Menurut Sellato pula, motif yang dikenakan kaum pria Dayak pada umumnya merupakan lambang
kejantanan, keberhasilan dalam perang, dan identifikasi dalam pertempuran. Motif tato yang sering di
gunakan merupakan cara untuk menangkal pengaruh jahat, penyembuhan penyakit, dan mempunyai
makna religius, serta merupakan lambang alam semesta yang saling melengkapi. Seorang lelaki dewasa
Dayak Iban yang telah berpengalaman dalam Mengayau, ataupun perantau dan berbagai kelebihan
individu segera mengenakan lambang-lambang yang menunjukkan keperkasaannya. Ini adalah
kebanggaan, prestise dan sebuah fase yang didambakan kaum lelaki saat itu.

Kaum perempuan menunjukkan kepiwaiannya dalam menenun dan menari.
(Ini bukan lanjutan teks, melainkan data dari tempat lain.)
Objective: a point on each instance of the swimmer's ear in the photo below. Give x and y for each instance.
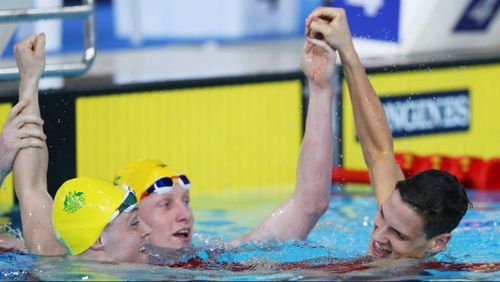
(439, 243)
(98, 245)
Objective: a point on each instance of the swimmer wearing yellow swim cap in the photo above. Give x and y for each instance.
(95, 219)
(163, 201)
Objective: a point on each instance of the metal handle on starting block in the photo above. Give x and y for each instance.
(86, 11)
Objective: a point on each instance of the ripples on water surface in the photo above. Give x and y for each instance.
(333, 250)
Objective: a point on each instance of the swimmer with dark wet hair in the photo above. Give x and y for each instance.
(79, 226)
(417, 215)
(164, 193)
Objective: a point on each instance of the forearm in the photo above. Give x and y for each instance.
(316, 155)
(30, 177)
(370, 120)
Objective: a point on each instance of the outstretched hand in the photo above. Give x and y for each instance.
(15, 136)
(30, 56)
(330, 24)
(318, 61)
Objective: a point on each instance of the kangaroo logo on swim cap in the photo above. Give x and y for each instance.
(73, 201)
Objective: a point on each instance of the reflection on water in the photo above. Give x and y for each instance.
(334, 250)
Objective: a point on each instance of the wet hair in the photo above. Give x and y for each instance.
(438, 197)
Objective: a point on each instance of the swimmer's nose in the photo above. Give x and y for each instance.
(380, 234)
(144, 229)
(184, 213)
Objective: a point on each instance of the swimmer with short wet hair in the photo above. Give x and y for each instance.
(416, 216)
(89, 218)
(164, 193)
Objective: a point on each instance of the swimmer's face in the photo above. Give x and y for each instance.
(125, 239)
(399, 232)
(170, 217)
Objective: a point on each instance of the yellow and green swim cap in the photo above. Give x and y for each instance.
(83, 206)
(140, 175)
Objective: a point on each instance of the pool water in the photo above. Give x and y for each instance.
(334, 250)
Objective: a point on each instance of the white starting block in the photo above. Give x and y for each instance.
(386, 28)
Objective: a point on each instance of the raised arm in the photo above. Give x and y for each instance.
(295, 218)
(369, 116)
(15, 137)
(30, 165)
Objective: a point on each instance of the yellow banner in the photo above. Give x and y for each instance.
(226, 138)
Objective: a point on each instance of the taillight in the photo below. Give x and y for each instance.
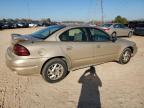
(20, 50)
(106, 29)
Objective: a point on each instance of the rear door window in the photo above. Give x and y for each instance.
(74, 35)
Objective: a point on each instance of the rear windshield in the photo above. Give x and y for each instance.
(46, 32)
(106, 25)
(140, 25)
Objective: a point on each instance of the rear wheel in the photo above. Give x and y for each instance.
(125, 56)
(54, 70)
(113, 34)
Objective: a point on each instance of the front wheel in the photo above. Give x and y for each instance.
(125, 56)
(54, 70)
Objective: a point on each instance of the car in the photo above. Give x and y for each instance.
(56, 50)
(117, 29)
(139, 29)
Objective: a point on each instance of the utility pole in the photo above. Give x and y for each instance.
(102, 17)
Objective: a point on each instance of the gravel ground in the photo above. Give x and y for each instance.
(115, 85)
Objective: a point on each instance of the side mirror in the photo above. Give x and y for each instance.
(113, 38)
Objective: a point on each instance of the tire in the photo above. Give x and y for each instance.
(130, 34)
(54, 70)
(114, 34)
(125, 56)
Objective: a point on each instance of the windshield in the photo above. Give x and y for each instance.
(46, 32)
(106, 25)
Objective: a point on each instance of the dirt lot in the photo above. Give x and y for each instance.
(116, 86)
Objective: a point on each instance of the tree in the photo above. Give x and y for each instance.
(120, 19)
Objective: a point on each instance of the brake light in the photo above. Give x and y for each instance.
(106, 29)
(20, 50)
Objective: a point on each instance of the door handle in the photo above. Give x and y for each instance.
(69, 48)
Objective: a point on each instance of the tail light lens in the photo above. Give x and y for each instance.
(20, 50)
(107, 29)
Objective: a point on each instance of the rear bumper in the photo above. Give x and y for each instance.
(22, 66)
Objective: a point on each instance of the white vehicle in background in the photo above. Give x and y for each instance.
(117, 29)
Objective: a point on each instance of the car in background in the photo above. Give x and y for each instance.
(139, 29)
(56, 50)
(117, 29)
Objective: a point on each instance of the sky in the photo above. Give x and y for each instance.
(82, 10)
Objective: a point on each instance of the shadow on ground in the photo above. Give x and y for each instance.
(90, 95)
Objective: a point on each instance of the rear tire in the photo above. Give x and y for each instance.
(125, 56)
(114, 34)
(130, 34)
(54, 70)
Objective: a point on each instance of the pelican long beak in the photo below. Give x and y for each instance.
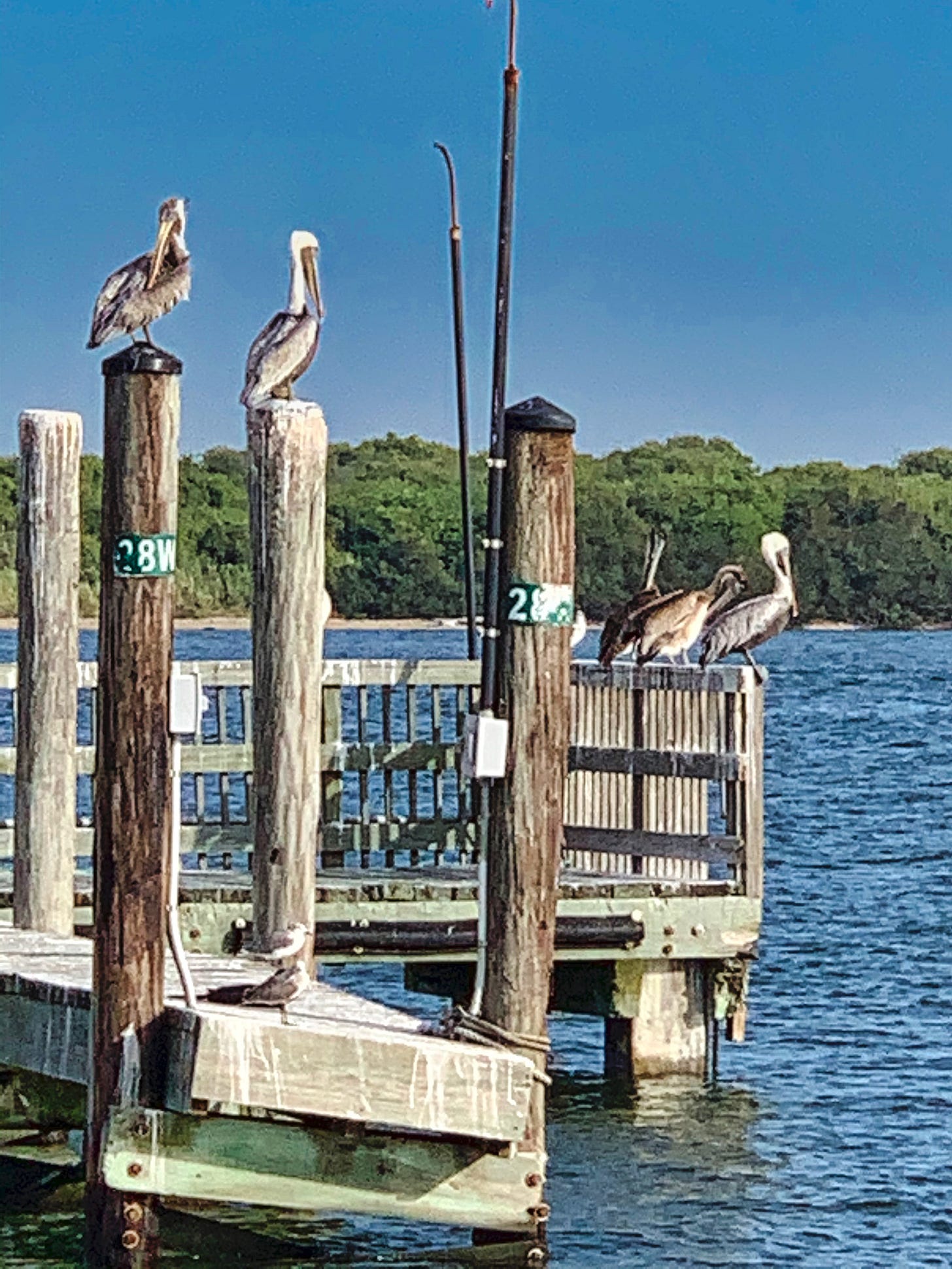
(309, 259)
(785, 566)
(162, 246)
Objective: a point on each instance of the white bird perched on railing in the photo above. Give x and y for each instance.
(148, 287)
(276, 992)
(283, 945)
(579, 628)
(281, 989)
(748, 624)
(283, 350)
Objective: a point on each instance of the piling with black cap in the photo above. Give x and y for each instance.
(132, 802)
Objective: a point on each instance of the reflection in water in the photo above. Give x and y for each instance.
(650, 1170)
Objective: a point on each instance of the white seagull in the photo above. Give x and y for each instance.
(280, 990)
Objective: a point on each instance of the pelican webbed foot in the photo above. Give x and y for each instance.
(756, 668)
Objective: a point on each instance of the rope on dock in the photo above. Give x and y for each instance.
(458, 1023)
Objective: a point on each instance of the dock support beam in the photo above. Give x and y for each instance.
(47, 565)
(526, 807)
(667, 1027)
(132, 802)
(287, 445)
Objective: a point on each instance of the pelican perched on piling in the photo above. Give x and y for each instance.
(674, 624)
(757, 620)
(283, 350)
(151, 284)
(624, 624)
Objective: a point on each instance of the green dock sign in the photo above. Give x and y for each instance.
(144, 555)
(541, 603)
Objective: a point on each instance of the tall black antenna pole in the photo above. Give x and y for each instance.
(456, 236)
(489, 690)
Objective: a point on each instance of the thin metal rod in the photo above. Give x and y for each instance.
(456, 235)
(489, 678)
(489, 692)
(172, 907)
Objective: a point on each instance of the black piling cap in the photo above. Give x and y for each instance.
(539, 415)
(141, 360)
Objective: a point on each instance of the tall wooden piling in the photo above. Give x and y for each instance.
(526, 807)
(288, 457)
(47, 565)
(132, 805)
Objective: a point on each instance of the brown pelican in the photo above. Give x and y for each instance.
(624, 624)
(757, 620)
(149, 286)
(286, 347)
(674, 624)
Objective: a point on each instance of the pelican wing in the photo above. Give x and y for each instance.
(125, 303)
(668, 620)
(118, 290)
(744, 627)
(280, 354)
(626, 624)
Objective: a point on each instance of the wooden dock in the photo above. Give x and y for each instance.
(352, 1108)
(663, 870)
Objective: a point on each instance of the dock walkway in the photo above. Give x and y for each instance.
(350, 1108)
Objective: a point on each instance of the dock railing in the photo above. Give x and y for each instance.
(666, 770)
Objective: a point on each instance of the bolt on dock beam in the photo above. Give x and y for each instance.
(287, 445)
(132, 806)
(526, 809)
(47, 566)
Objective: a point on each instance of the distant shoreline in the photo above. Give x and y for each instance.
(451, 624)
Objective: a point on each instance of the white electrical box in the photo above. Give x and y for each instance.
(187, 703)
(485, 741)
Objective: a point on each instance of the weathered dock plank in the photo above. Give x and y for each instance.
(319, 1170)
(346, 1058)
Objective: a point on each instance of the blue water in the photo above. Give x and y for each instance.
(828, 1140)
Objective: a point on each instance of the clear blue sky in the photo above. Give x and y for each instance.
(733, 218)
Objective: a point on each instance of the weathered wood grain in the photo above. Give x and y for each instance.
(345, 1057)
(132, 802)
(318, 1170)
(47, 566)
(288, 456)
(527, 807)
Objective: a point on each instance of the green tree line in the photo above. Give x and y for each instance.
(870, 545)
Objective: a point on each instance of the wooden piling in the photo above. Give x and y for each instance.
(132, 805)
(288, 458)
(47, 565)
(526, 809)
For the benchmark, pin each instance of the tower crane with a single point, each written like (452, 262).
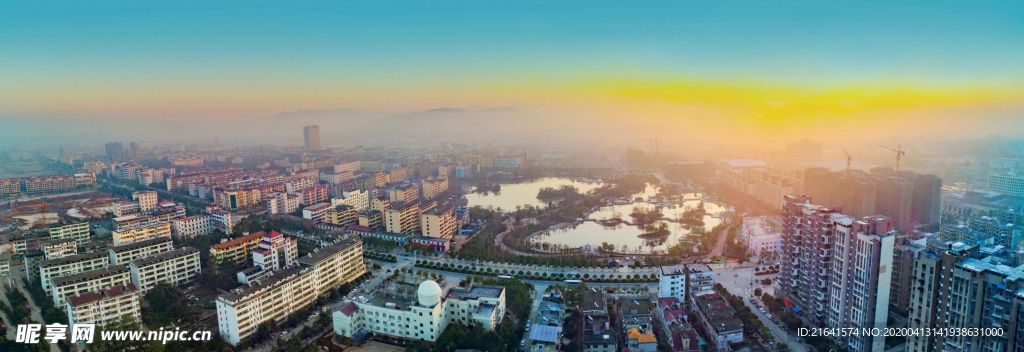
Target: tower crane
(848, 161)
(899, 154)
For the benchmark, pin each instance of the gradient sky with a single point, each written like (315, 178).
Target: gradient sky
(774, 62)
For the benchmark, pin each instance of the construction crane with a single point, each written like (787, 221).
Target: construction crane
(899, 154)
(848, 161)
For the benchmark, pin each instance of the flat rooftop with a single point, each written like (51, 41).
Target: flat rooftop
(73, 259)
(159, 258)
(262, 282)
(481, 291)
(91, 274)
(140, 245)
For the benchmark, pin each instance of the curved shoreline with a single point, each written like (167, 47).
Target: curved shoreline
(612, 202)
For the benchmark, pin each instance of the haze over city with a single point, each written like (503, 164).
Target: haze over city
(716, 71)
(512, 176)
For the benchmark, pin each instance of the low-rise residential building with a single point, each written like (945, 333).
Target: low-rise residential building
(141, 233)
(28, 242)
(683, 280)
(222, 220)
(54, 249)
(637, 341)
(176, 267)
(275, 251)
(316, 212)
(314, 194)
(423, 316)
(364, 231)
(70, 265)
(341, 215)
(124, 254)
(50, 184)
(404, 193)
(238, 250)
(103, 306)
(402, 218)
(282, 293)
(719, 320)
(434, 186)
(760, 236)
(237, 199)
(283, 203)
(438, 222)
(85, 281)
(358, 200)
(79, 231)
(146, 200)
(193, 226)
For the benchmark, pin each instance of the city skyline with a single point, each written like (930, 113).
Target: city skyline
(784, 70)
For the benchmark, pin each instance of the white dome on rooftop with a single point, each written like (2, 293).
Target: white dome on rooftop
(429, 294)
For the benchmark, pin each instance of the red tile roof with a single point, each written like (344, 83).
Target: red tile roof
(239, 240)
(348, 309)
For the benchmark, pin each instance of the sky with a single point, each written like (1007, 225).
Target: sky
(739, 69)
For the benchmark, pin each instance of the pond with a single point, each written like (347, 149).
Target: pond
(522, 193)
(626, 236)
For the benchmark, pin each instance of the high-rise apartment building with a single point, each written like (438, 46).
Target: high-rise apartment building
(838, 268)
(133, 151)
(1008, 183)
(311, 137)
(115, 152)
(894, 198)
(855, 192)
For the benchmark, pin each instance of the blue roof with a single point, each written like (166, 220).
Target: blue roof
(545, 333)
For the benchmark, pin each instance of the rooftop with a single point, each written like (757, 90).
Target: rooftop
(111, 292)
(594, 300)
(159, 258)
(272, 278)
(239, 240)
(743, 163)
(545, 334)
(322, 254)
(139, 245)
(73, 259)
(91, 274)
(479, 291)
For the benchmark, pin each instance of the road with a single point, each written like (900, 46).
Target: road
(739, 280)
(36, 312)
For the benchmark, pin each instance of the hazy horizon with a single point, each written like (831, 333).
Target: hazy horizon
(743, 73)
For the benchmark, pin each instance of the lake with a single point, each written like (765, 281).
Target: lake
(626, 236)
(522, 193)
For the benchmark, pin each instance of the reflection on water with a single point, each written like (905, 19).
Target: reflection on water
(625, 236)
(513, 194)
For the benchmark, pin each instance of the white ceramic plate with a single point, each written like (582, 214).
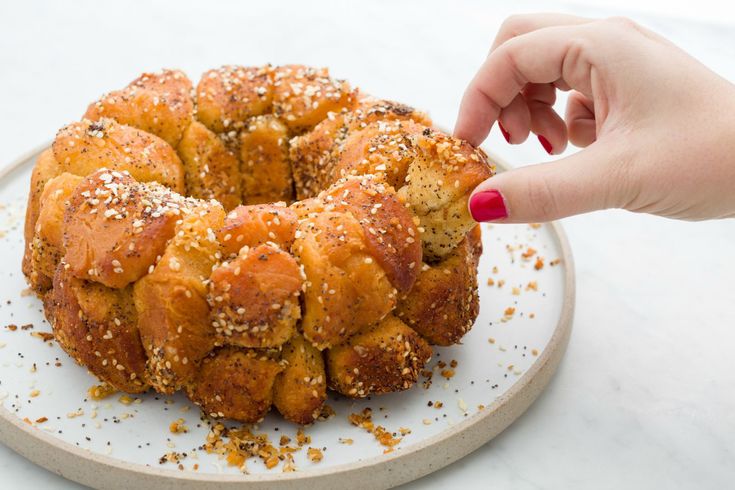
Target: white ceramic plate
(502, 365)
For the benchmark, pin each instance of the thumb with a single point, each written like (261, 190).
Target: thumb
(586, 181)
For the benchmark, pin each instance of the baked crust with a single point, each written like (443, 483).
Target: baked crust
(383, 358)
(443, 304)
(255, 297)
(158, 103)
(86, 146)
(172, 300)
(115, 227)
(300, 389)
(98, 327)
(266, 303)
(235, 383)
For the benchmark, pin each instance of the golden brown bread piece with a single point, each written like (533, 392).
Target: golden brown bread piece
(86, 146)
(346, 289)
(443, 304)
(115, 227)
(255, 297)
(300, 389)
(230, 95)
(266, 168)
(256, 225)
(303, 96)
(313, 154)
(48, 240)
(98, 327)
(384, 149)
(384, 358)
(438, 185)
(235, 383)
(172, 300)
(212, 171)
(391, 237)
(45, 169)
(158, 103)
(241, 308)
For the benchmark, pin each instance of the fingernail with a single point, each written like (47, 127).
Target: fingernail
(506, 134)
(545, 143)
(487, 206)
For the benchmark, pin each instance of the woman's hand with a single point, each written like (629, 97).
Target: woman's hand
(657, 127)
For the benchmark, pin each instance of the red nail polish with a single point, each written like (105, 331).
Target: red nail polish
(506, 134)
(545, 143)
(487, 206)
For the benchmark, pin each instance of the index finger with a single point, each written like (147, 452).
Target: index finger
(541, 56)
(517, 25)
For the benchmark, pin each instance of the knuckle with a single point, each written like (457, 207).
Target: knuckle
(622, 23)
(622, 189)
(514, 25)
(541, 199)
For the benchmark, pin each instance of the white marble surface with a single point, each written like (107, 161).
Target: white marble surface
(646, 395)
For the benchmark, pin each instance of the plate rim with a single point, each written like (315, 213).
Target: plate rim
(416, 460)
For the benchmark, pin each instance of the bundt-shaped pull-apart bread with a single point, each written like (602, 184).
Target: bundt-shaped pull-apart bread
(164, 235)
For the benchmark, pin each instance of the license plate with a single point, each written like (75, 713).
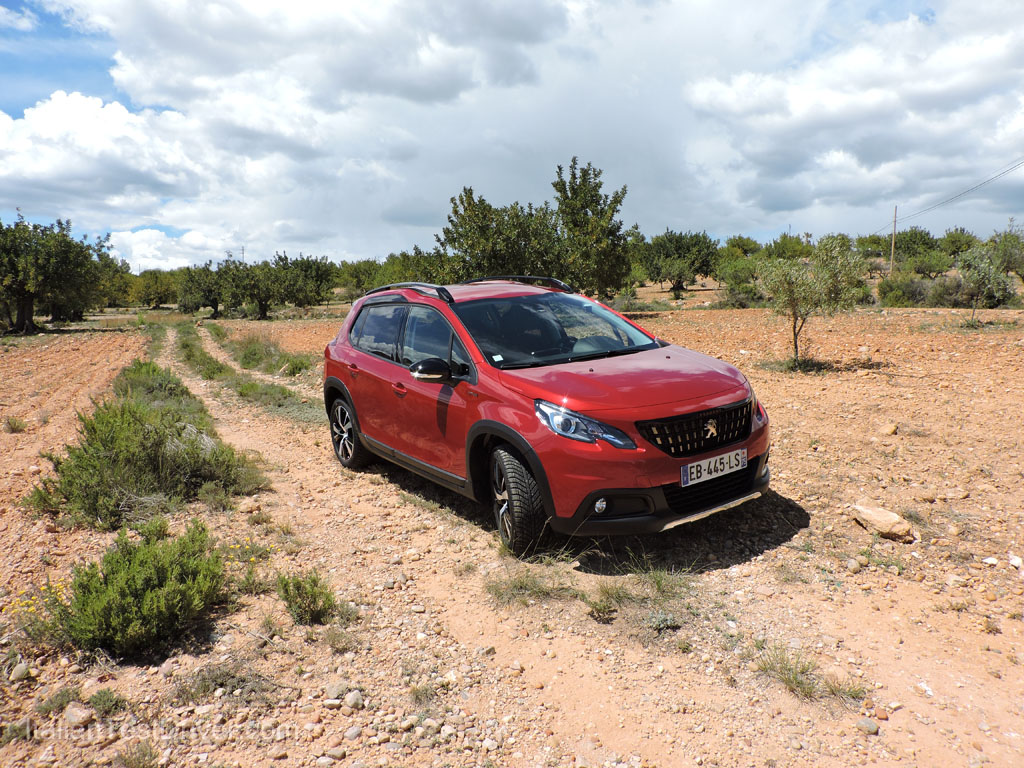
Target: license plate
(691, 474)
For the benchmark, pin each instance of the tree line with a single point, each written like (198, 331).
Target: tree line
(578, 237)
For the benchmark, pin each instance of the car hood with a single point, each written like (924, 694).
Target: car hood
(653, 377)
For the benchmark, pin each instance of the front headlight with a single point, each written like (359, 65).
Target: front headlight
(756, 411)
(578, 427)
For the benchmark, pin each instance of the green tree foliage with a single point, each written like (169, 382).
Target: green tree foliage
(681, 257)
(143, 595)
(593, 256)
(116, 284)
(985, 281)
(156, 288)
(873, 250)
(306, 281)
(787, 247)
(45, 267)
(827, 283)
(1009, 249)
(200, 287)
(955, 242)
(358, 276)
(930, 263)
(745, 246)
(913, 242)
(480, 239)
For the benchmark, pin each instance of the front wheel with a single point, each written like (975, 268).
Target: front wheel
(344, 436)
(518, 508)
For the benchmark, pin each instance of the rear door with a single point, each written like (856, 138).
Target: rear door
(373, 369)
(430, 418)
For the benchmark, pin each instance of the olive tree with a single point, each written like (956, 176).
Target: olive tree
(826, 283)
(985, 281)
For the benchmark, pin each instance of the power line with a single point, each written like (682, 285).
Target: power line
(1010, 168)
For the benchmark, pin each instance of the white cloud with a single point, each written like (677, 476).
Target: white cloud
(25, 20)
(344, 128)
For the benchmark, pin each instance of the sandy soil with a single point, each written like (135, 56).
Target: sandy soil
(915, 415)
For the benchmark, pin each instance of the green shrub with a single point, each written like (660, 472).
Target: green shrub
(217, 332)
(13, 425)
(259, 352)
(902, 290)
(58, 701)
(140, 453)
(107, 702)
(143, 595)
(308, 598)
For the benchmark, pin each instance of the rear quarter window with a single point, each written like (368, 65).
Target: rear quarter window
(376, 330)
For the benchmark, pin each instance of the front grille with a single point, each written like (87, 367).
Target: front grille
(693, 499)
(695, 433)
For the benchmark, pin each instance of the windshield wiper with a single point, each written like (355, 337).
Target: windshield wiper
(603, 353)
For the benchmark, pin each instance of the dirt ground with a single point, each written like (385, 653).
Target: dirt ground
(913, 414)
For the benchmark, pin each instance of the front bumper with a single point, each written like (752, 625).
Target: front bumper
(649, 510)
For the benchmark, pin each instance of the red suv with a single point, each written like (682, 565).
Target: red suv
(557, 411)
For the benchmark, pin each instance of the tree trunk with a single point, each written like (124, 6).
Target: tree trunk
(796, 342)
(25, 324)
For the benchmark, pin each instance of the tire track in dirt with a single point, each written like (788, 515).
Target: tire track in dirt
(658, 710)
(47, 381)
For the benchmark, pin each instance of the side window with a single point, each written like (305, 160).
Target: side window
(460, 359)
(427, 335)
(379, 330)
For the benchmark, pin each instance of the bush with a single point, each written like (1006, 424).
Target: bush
(307, 596)
(902, 290)
(142, 596)
(141, 452)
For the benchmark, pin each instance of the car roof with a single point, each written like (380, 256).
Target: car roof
(462, 292)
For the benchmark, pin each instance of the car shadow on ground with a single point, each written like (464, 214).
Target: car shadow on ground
(732, 537)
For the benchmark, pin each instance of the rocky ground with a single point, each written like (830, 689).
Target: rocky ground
(781, 633)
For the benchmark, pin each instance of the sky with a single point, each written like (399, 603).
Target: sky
(188, 128)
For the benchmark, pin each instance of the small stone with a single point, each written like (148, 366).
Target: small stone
(335, 690)
(20, 672)
(278, 752)
(78, 715)
(868, 726)
(881, 520)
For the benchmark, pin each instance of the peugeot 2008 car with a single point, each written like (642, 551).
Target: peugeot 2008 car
(546, 404)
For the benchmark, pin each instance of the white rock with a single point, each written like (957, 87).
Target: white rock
(78, 715)
(881, 520)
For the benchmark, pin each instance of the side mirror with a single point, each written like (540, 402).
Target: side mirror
(432, 369)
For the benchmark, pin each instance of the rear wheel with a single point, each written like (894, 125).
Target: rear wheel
(517, 505)
(344, 436)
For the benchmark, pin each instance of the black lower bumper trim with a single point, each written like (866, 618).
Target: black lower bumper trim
(652, 510)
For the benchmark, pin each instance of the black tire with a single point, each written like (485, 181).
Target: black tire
(517, 504)
(345, 437)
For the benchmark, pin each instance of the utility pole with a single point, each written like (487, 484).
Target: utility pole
(892, 248)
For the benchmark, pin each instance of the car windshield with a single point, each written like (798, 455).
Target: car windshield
(547, 329)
Duri pohon jeruk yang ukurannya cukup panjang dan tingkat ketajamannya memadai, digunakan sebagai
alat untuk merajah.Duri bisa digunakan langsung atau dijepitkan ke setangkai kayu untuk pegangan
sehingga menyerupai palu. Duri pohon jeruk itu dicelupkan pada “tinta” berbahan jelaga dan gula,
kemudian mulailah si tukang tato merajah dengan menusukkan duri ke kulit sesuai motif yang
diinginkan.

Jika motifnya rumit, proses perajahan bisa memakan waktu seharian. Bekas tusukan di kulit
mengeluarkan darah, bengkak, dan bisa menyebabkan demam 1 hingga 2 hari.